Question

When a resistance \( R_1 \) is connected across a cell, the current is \( I_1 \) and if the resistance \( R_1 \) is replaced by \( R_2 \), the current is \( I_2 \). Then the internal resistance of the cell is:

• A. \( \frac{I_1 R_1 + I_2 R_2}{I_1 + I_2} \)
• B. \( \frac{I_2 R_2 + I_1 R_1}{I_1 + I_2} \)
• C. \( \frac{I_2 R_2 - I_1 R_1}{I_1 - I_2} \)
• D. \( \frac{I_1 R_2 - I_1 R_1}{I_1 - I_2} \)

Hint:

When solving for internal resistance, always use Ohm's law and remember the relationship between the potential difference, resistance, and current.

Answer 1

The Correct Option is D

The total resistance of the circuit when \( R_1 \) is connected to the cell is \( R_1 + r \), where \( r \) is the internal resistance of the cell.
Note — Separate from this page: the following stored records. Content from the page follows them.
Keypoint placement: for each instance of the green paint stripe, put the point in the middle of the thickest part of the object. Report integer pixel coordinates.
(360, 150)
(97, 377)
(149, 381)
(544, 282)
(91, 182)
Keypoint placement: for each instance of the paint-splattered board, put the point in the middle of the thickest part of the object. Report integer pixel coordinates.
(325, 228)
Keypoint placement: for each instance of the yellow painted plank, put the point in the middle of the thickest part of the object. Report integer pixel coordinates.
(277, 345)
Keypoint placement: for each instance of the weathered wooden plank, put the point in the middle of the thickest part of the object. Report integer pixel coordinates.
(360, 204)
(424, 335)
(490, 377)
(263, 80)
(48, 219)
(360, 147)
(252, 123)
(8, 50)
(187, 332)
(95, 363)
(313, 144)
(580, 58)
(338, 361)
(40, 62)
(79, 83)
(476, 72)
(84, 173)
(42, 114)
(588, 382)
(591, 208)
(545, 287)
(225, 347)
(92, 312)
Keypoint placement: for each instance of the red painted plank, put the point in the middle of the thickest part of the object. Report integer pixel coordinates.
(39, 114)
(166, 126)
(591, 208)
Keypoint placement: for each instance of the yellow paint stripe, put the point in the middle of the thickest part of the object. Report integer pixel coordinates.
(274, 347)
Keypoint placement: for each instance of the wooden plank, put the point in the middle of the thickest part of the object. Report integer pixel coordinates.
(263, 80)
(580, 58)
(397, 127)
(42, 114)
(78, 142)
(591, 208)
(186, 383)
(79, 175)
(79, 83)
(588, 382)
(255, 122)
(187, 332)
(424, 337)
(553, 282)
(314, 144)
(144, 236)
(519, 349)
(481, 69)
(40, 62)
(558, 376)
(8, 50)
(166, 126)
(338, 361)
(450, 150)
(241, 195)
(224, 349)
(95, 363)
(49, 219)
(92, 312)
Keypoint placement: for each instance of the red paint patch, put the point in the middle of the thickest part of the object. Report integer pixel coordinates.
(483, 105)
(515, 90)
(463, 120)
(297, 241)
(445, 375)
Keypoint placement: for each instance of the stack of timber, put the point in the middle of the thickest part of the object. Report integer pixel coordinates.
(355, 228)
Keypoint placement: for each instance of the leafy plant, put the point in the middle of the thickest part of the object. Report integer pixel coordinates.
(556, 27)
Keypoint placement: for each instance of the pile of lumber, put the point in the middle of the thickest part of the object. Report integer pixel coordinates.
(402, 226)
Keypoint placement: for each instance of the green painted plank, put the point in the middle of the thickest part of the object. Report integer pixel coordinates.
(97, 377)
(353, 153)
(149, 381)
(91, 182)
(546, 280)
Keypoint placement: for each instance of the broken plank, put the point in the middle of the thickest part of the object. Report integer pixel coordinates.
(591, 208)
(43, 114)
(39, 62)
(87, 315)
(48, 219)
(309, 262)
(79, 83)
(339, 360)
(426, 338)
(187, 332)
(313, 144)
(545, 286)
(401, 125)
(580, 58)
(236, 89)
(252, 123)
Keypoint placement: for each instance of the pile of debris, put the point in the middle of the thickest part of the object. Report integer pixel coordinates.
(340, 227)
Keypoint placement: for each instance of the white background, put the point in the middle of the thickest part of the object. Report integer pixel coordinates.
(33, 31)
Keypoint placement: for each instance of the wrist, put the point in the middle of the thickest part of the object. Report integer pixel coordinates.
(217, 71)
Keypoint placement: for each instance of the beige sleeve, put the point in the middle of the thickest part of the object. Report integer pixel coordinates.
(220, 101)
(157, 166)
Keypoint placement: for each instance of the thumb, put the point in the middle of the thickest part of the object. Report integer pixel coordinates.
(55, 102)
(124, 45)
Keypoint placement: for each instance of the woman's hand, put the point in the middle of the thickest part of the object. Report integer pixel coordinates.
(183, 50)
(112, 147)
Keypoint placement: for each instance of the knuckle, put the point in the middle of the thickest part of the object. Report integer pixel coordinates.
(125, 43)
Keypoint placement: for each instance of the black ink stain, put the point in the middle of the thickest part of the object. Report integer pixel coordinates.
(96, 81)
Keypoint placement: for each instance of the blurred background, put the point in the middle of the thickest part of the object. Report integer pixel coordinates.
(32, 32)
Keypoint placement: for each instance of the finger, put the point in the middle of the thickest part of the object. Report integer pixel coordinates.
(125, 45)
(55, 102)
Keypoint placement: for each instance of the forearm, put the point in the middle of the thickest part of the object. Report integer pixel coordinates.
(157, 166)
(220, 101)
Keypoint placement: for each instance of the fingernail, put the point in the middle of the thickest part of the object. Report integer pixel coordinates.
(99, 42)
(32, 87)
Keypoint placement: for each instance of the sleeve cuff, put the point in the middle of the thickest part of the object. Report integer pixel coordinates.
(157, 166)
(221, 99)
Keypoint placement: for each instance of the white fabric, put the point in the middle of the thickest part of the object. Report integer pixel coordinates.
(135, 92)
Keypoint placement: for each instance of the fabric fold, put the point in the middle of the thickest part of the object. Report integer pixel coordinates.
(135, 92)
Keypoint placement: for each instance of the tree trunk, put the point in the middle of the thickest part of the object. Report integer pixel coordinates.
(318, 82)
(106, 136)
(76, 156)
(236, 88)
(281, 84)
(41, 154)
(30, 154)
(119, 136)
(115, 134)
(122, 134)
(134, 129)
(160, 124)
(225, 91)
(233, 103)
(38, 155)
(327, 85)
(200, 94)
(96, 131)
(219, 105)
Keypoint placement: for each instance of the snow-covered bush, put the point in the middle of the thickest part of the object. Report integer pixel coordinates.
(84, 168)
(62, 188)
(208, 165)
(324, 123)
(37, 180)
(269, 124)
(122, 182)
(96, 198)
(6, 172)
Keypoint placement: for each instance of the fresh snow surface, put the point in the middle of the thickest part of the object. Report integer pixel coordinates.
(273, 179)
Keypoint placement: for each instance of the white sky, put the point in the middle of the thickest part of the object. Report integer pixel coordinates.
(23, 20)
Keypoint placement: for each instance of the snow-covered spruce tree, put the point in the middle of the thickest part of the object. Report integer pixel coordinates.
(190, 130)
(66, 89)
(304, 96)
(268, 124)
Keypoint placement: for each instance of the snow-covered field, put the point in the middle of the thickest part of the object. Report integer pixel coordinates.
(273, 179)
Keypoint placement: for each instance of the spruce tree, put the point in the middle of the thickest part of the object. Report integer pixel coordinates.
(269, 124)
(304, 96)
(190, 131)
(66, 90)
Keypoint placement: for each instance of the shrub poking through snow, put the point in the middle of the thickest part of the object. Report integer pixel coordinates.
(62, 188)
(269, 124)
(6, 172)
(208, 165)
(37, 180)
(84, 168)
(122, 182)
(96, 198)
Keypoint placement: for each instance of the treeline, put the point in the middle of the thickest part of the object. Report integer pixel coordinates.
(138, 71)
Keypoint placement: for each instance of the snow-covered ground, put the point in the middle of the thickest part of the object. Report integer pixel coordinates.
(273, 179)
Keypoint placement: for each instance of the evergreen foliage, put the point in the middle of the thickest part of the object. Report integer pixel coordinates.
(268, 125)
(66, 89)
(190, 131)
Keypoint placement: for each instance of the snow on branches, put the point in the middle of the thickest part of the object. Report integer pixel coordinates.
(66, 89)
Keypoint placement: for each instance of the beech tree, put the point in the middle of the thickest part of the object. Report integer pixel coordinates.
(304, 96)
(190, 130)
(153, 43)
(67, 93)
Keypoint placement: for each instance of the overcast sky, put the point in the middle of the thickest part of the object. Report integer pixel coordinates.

From Ohm's law, the current is given by: \[ I_1 = \frac{V}{R_1 + r} \] When the resistance is replaced by \( R_2 \), the new current is: \[ I_2 = \frac{V}{R_2 + r} \] Now, solving the above two equations for \( r \), we get: \[ r = \frac{I_1 R_2 - I_1 R_1}{I_1 - I_2} \] Thus, the internal resistance of the cell is \( \frac{I_1 R_2 - I_1 R_1}{I_1 - I_2} \).

Answer 2

Step 1: Apply Ohm’s law to the circuit.
The total current through a circuit with internal resistance \( r \) and external resistance \( R \) is:
\[ I = \frac{E}{R + r} \] where \( E \) is the emf of the cell.

Step 2: Set up equations for the two cases.
- Case 1: When resistance \( R_1 \) is connected:
\[ I_1 = \frac{E}{R_1 + r} \Rightarrow E = I_1(R_1 + r) \] - Case 2: When resistance \( R_2 \) is connected:
\[ I_2 = \frac{E}{R_2 + r} \Rightarrow E = I_2(R_2 + r) \]

Step 3: Equate the two expressions for \( E \).
\[ I_1(R_1 + r) = I_2(R_2 + r) \]
Expand both sides:
\[ I_1 R_1 + I_1 r = I_2 R_2 + I_2 r \]
Bring like terms together:
\[ I_1 r - I_2 r = I_2 R_2 - I_1 R_1 \Rightarrow r(I_1 - I_2) = I_2 R_2 - I_1 R_1 \]
Step 4: Solve for internal resistance \( r \).
\[ r = \frac{I_2 R_2 - I_1 R_1}{I_1 - I_2} \]
Step 5: Final form (multiplying numerator and denominator by -1 for alternate format):
\[ r = \frac{I_1 R_2 - I_1 R_1}{I_1 - I_2} \]

Conclusion:
The internal resistance of the cell is \( \boxed{\frac{I_1 R_2 - I_1 R_1}{I_1 - I_2}} \).